Exposed token_config_slot_value on FungibleFaucet to allow reading the token config word directly from the account storage (#2954).
Fixes
Fixed auth components to use initial storage state for authentication (#2677).
Made deserialization of AccountCode more robust (#2788).
[BREAKING] Replaced NoAuth with the new AuthNetworkAccount auth component on the AggLayer bridge and AggLayer faucet, closing the forged-MINT attack surface where any transaction against the bridge could emit a bridge-authored MINT note (#2797, #2818).
Renamed the AggLayer faucet registry flag constant for clarity (#2812).
Fixed output_note::add_asset and output_note::set_attachment to no longer accept invalid note indices (#2824).
[BREAKING] Keyed the AggLayer faucet token registry by (origin_token_address, origin_network) instead of origin_token_address alone, preventing same-address cross-network mint collisions on CLAIM (#2860).
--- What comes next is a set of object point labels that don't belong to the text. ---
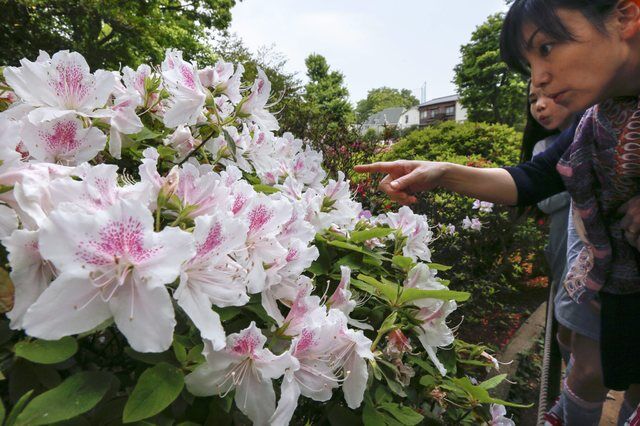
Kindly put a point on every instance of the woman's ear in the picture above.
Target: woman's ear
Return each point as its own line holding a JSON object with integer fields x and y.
{"x": 627, "y": 18}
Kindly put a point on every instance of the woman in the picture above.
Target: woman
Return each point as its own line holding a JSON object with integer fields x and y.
{"x": 583, "y": 54}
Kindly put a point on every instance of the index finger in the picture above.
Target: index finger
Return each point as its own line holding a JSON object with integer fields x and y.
{"x": 379, "y": 167}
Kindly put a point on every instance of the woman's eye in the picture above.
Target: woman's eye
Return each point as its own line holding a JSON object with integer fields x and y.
{"x": 545, "y": 49}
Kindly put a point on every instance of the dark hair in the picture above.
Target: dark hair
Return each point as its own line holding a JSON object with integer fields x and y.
{"x": 543, "y": 15}
{"x": 533, "y": 133}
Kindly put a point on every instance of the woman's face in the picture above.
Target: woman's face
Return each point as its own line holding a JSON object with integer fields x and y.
{"x": 576, "y": 74}
{"x": 548, "y": 113}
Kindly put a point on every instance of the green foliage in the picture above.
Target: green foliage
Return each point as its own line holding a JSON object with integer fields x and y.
{"x": 45, "y": 351}
{"x": 103, "y": 30}
{"x": 460, "y": 143}
{"x": 157, "y": 387}
{"x": 382, "y": 98}
{"x": 487, "y": 88}
{"x": 491, "y": 263}
{"x": 76, "y": 395}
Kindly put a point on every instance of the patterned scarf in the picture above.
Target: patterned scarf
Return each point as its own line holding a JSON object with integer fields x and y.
{"x": 601, "y": 171}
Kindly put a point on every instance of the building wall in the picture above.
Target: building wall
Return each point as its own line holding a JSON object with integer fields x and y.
{"x": 435, "y": 113}
{"x": 410, "y": 118}
{"x": 461, "y": 113}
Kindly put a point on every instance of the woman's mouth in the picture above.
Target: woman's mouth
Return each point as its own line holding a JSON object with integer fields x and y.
{"x": 558, "y": 96}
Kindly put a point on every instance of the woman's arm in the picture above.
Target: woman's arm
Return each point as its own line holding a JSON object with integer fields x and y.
{"x": 525, "y": 184}
{"x": 405, "y": 178}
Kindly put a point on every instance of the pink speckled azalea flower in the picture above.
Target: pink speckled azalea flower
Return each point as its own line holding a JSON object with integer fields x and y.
{"x": 187, "y": 96}
{"x": 244, "y": 365}
{"x": 254, "y": 107}
{"x": 200, "y": 189}
{"x": 62, "y": 140}
{"x": 222, "y": 79}
{"x": 211, "y": 276}
{"x": 316, "y": 378}
{"x": 415, "y": 229}
{"x": 112, "y": 265}
{"x": 341, "y": 299}
{"x": 53, "y": 87}
{"x": 353, "y": 348}
{"x": 498, "y": 416}
{"x": 434, "y": 332}
{"x": 265, "y": 217}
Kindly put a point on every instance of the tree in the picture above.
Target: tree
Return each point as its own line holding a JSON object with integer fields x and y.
{"x": 487, "y": 88}
{"x": 110, "y": 33}
{"x": 382, "y": 98}
{"x": 286, "y": 87}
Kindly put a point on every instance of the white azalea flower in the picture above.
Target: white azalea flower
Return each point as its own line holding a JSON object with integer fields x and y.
{"x": 316, "y": 378}
{"x": 59, "y": 86}
{"x": 341, "y": 299}
{"x": 63, "y": 140}
{"x": 498, "y": 416}
{"x": 254, "y": 107}
{"x": 211, "y": 276}
{"x": 111, "y": 264}
{"x": 30, "y": 273}
{"x": 244, "y": 365}
{"x": 354, "y": 348}
{"x": 265, "y": 218}
{"x": 434, "y": 332}
{"x": 187, "y": 98}
{"x": 223, "y": 79}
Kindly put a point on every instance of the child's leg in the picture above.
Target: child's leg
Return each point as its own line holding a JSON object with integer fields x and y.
{"x": 563, "y": 337}
{"x": 630, "y": 406}
{"x": 583, "y": 394}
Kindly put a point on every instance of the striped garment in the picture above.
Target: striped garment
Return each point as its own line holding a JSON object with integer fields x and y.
{"x": 601, "y": 171}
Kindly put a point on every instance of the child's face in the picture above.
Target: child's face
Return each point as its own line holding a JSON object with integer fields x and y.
{"x": 576, "y": 74}
{"x": 549, "y": 114}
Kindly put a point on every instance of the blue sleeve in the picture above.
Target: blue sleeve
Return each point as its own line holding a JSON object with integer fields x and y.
{"x": 538, "y": 179}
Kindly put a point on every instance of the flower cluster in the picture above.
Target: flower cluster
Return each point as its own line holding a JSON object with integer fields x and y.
{"x": 214, "y": 211}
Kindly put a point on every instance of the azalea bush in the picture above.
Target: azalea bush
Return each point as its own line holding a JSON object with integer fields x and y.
{"x": 496, "y": 249}
{"x": 171, "y": 260}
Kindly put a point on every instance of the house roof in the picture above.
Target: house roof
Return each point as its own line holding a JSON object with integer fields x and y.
{"x": 388, "y": 116}
{"x": 441, "y": 100}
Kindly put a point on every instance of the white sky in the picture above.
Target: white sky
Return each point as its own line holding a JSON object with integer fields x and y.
{"x": 374, "y": 43}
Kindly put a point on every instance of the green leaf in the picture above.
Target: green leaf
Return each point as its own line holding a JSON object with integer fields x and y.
{"x": 361, "y": 236}
{"x": 266, "y": 189}
{"x": 371, "y": 417}
{"x": 47, "y": 351}
{"x": 157, "y": 387}
{"x": 438, "y": 267}
{"x": 230, "y": 142}
{"x": 389, "y": 323}
{"x": 493, "y": 382}
{"x": 387, "y": 291}
{"x": 145, "y": 134}
{"x": 76, "y": 395}
{"x": 404, "y": 415}
{"x": 480, "y": 394}
{"x": 179, "y": 351}
{"x": 347, "y": 246}
{"x": 402, "y": 262}
{"x": 148, "y": 357}
{"x": 361, "y": 285}
{"x": 17, "y": 409}
{"x": 428, "y": 381}
{"x": 412, "y": 294}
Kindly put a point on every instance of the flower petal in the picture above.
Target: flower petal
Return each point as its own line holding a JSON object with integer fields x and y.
{"x": 144, "y": 314}
{"x": 70, "y": 305}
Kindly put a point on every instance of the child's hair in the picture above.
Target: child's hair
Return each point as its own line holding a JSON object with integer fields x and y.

Validated PartialBlockchain invariants on deserialization (#2888).
Fixed set_procedure_threshold in the multisig auth component validating per-procedure overrides against initial num_approvers.
Fixed LocalTransactionProver accumulating MastForest entries across prove() calls, causing capacity_overflow panics in WASM environments where linear memory fragmentation prevents subsequent allocations (#2918).
Fixed TokenPolicyManager::manager_storage_slots to register the protocol-reserved asset-callback storage slots whenever any transfer policy is configured (including TransferAllowAll), so every minted asset carries AssetCallbackFlag::Enabled and future set_send_policy / set_receive_policy switches apply uniformly to the entire circulating supply (#2946).
Fixed create_fungible_faucet leaving authority-gated setters unauthenticated under AccessControl::AuthControlled: the AuthSingleSigAcl trigger list now contains every authority-gated setter root (set_max_supply, set_description, set_logo_uri, set_external_link, set_mint_policy, set_burn_policy, set_send_policy, set_receive_policy) in addition to mint_and_send. (#2958).
[BREAKING] Added missing transaction ref_block_commitment validation in ProposedBatch::new (#2971).